In mathematics, the **velocity function** describes the rate at which an object changes its position over time. It's essentially the derivative of the position function with respect to time. For instance, when observing a physics problem, the velocity function can help determine how fast an object is moving and in what direction. This can be particularly interesting when dealing with non-constant velocities, as you can analyze how the velocity changes over different intervals.

In the given exercise, the velocity function is defined using a piecewise expression, which outlines the behavior of an object's speed at various stages:

• From time 0 to 100, the velocity is constant at 5, meaning the object moves steadily at a consistent rate.
• Between time 100 and 700, the velocity decreases linearly, indicating a gradual slowing down of the object.
• After time 700, the velocity is -1, suggesting the object moves back, returning toward its starting point.
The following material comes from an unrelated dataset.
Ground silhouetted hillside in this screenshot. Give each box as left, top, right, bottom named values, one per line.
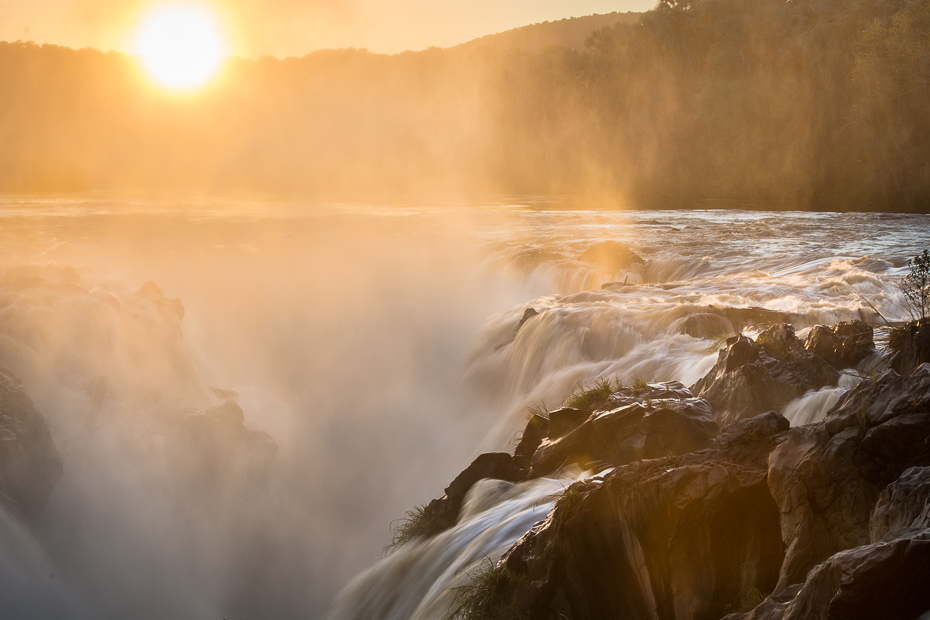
left=454, top=12, right=642, bottom=53
left=1, top=0, right=929, bottom=211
Understanding these intervals allows one to construct the position function from each section of the velocity function by integration. This detailed breakdown can enrich your understanding of how velocity transitions affect the position.

A **piecewise function** is a function defined by multiple sub-functions, each applicable to a certain interval of the domain. They are particularly useful when a situation involves different scenarios or rules over its set of inputs. For example, in our exercise, the piecewise function is used to describe the velocity of an object over several distinct time intervals.

The usefulness of piecewise functions stems from their ability to accurately model real-world scenarios that have different behaviors at different times or conditions. In our specific case:

• The velocity changes from a constant positive rate, to a decreasing rate, and finally to a constant negative rate after a certain point.
• This variability allows us to address each phase independently, providing a clear understanding of the object's behavior during each time period.

Piecewise functions empower us to tackle complex behaviors by breaking them into manageable chunks. This simplification is crucial when calculating things like position functions, as it involves integrating each velocity "piece" over its respective interval. By mastering the construction and interpretation of piecewise functions, you can gain valuable insights into variable conditions that occur in real-world phenomena.

The **integral of velocity** function gives the position function in calculus. Essentially, integrating the velocity function over time provides insight into how much total distance the object has covered as a function of time. Integrating velocity functions piecewise allows you to find the position for each interval separately, capturing the complete motion of the object.

In solving the position in our exercise:

• For the first interval \(0 \leq t \leq 100\), integrating a constant velocity of 5 gives \(x(t) = 5t\).
• For the second interval \(100 < t \leq 700\), the linear velocity \(v(t) = 6 - \frac{t}{100}\) is integrated, resulting in a quadratic position formula once we add the initial condition.
• In the third interval \(t > 700\), the constant velocity of -1 is integrated, reflecting the object's return path towards the origin.

Each interval’s integration considers the cumulative distance traveled, steering clear of missing out on transitions between different velocity phases. This method ensures a complete and accurate reflection of the object's journey. Understanding integration in this context is pivotal for predicting future positions or verifying when the object might return to its starting point.